Estimation of sample size in each experiments were determined with R software after preliminary experiment with at least 3 replicates per group. The calculations were performed with a minimal differences between compared groups, a standard deviation, a significance of 0.05 and a power of 0.8. The data were presented as mean ± standard deviation (s.d.), mean ± standard error of mean (s.e.m.), boxplot with whiskers and median or dot plot with median. The data presentation are specified in figure legends. Comparison between two experimental groups from independent experiments was done with Student’s t-test or Mann–Whitney non-parametric test as indicated in figure legends. This was done with Graphpad Prism 6. ANOVA test was performed with Holm-Sidak adjustment for multiple comparison. Multiple t-test was performed with Holm-Sidak adjustment without assuming consistent s.d. for different donors of monocytes.

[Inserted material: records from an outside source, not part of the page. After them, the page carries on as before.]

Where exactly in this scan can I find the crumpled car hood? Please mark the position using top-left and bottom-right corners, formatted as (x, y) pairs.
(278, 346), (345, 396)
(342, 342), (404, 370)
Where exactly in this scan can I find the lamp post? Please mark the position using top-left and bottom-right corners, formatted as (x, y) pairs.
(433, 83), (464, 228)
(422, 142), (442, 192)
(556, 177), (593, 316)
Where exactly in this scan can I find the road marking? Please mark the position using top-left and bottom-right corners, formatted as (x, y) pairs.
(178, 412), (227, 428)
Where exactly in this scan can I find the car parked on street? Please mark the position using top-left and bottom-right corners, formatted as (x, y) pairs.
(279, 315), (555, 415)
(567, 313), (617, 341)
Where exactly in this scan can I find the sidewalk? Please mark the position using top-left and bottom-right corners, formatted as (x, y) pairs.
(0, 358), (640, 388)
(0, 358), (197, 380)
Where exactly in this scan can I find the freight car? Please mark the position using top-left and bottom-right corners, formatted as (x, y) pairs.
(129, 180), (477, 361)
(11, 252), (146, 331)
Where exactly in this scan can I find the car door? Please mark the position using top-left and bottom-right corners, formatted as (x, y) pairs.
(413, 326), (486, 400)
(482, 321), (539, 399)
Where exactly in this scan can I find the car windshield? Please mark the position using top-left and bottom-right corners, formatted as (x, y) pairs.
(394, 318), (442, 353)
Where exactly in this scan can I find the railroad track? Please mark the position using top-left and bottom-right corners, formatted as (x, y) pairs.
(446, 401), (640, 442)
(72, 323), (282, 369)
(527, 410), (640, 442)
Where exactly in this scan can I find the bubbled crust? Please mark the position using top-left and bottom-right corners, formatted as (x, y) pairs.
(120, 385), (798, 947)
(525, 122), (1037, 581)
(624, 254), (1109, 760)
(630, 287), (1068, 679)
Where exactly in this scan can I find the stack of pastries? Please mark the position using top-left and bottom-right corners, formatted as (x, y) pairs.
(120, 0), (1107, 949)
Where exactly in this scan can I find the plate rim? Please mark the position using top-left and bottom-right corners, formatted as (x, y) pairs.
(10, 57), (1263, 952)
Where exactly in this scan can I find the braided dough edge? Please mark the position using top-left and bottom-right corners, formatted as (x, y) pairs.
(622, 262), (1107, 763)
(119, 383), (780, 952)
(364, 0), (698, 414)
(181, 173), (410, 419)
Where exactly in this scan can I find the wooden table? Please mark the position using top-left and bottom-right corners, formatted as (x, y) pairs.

Mixed models also were performed for the effect of treatment on HPMo recruitment to xenografts by testing the treatment as fixed effect with a random effect of donors on intercept and treatment, thus taking into account the variability in average response between donors and the variability of treatment effect between donors. To investigate the association of molecule expression with ADIn or conventional inflammation, we performed mixed models testing the inflammatory condition as fixed effect with a random effect of experiments on intercept only. This analysis was performed by using R software. An effect was considered significant when p-value <0.05.

Data availability

The data that support the findings of this study are available within the article and its Supplementary Information files and from the corresponding author upon reasonable request.